Books Behind Bars
I spent the first week of March working with the Correctional Services Librarian at the New York Public Library. It was part of an internship through the University of Michigan's School of Information designed to be carried out during our alternative spring break week.
Some of my time was spent answering letters from inmates from Correctional Facilities at various locations throughout New York State. Most of the inmate letters are fascinating. The penmanship is painstakingly neat, and the language formal but completely lacking in grammar skills. From one inmate:
"I am do to be release in the couple of weeks. And I'am in desperate need of the Connection book, because I'am in need of programs that would assist me back into society..."
These letters are hard evidence of the need for a program like the Correctional Services one here.
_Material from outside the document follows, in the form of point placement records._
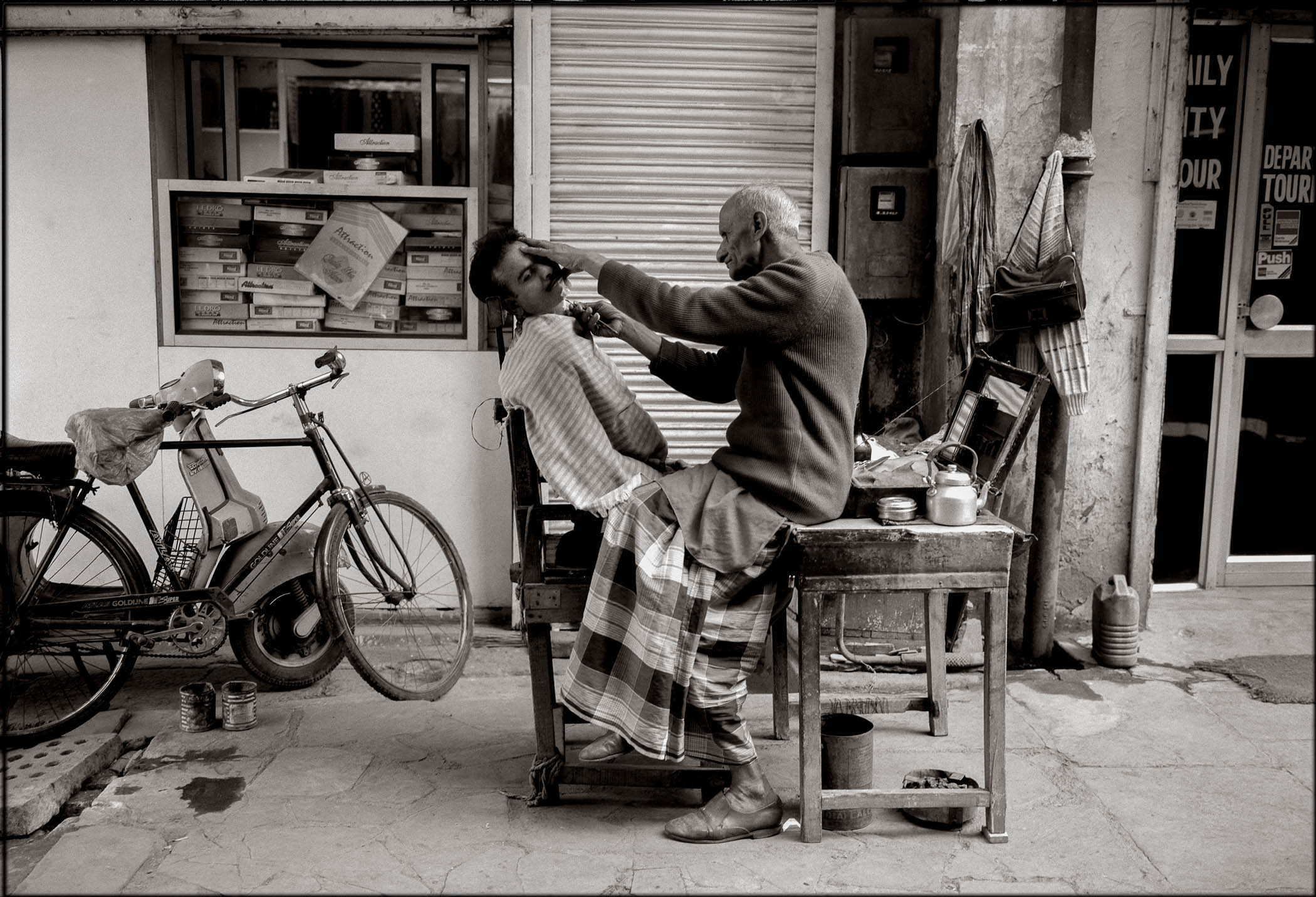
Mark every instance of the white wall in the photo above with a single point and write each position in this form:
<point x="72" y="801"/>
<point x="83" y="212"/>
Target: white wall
<point x="82" y="323"/>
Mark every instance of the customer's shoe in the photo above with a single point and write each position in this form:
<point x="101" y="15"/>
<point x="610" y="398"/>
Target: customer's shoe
<point x="604" y="749"/>
<point x="716" y="822"/>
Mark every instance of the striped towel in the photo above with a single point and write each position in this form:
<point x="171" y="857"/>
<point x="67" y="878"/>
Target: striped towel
<point x="593" y="441"/>
<point x="666" y="645"/>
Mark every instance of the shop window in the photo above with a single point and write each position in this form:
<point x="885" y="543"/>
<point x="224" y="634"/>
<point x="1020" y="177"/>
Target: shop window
<point x="411" y="129"/>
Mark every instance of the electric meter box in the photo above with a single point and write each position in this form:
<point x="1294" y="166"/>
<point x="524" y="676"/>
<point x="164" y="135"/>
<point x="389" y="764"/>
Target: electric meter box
<point x="886" y="241"/>
<point x="890" y="88"/>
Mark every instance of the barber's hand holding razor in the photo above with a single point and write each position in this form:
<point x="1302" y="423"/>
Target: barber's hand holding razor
<point x="607" y="320"/>
<point x="569" y="257"/>
<point x="600" y="318"/>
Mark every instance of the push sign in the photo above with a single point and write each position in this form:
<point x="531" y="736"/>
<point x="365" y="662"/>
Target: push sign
<point x="886" y="203"/>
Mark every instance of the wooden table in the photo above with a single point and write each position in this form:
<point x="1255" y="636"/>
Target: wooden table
<point x="919" y="559"/>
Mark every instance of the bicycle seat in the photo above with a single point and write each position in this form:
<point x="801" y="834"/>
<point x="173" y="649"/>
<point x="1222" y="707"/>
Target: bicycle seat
<point x="49" y="459"/>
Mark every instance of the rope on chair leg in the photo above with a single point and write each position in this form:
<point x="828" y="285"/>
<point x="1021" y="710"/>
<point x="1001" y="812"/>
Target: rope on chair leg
<point x="544" y="774"/>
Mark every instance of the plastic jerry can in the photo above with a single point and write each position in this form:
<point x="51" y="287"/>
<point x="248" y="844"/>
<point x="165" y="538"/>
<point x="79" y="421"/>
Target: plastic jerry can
<point x="1115" y="624"/>
<point x="231" y="512"/>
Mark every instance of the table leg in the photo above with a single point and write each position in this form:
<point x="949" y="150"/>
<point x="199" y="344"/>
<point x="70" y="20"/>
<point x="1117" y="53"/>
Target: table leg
<point x="994" y="713"/>
<point x="935" y="648"/>
<point x="548" y="717"/>
<point x="811" y="721"/>
<point x="781" y="682"/>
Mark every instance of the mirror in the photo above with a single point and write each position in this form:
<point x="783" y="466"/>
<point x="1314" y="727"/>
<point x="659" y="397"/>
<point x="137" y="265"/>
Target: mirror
<point x="995" y="408"/>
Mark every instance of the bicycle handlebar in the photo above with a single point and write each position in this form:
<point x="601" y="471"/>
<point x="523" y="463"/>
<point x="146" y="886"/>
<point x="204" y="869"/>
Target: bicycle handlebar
<point x="333" y="360"/>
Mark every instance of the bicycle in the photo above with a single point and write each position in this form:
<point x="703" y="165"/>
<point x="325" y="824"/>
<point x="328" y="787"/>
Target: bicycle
<point x="78" y="607"/>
Most of the letters are requesting the Connections 2010 book published by NYPL which is "a guide for formerly incarcerated people to information sources in NYC," and includes information on housing, education, financial assistance, finding employment, and other city services.
My second day was spent at Rikers Island, NYC's main jail complex which at any given time houses 13,000-18,000 inmates. Along with my mentor and two other volunteers we helped organize the school library in the female house, Rose M. Singer Center. Women aged 16-21 use the library in conjunction with the high school within the jail. It was our job to organize the books into subjects including Class Sets, Plays/Classics, General Fiction, Urban Fiction, Biography, Spanish, Nonfiction, and Skills. Shelving space is at a premium, and there is a dire need for new books that will be more relevant to the women.
Tomorrow I will again travel to Rikers (subway to Queens, bus to Rikers, lots of checkpoints and gates, then bus to the individual facility), this time to push the book cart in the men's house. Details to come.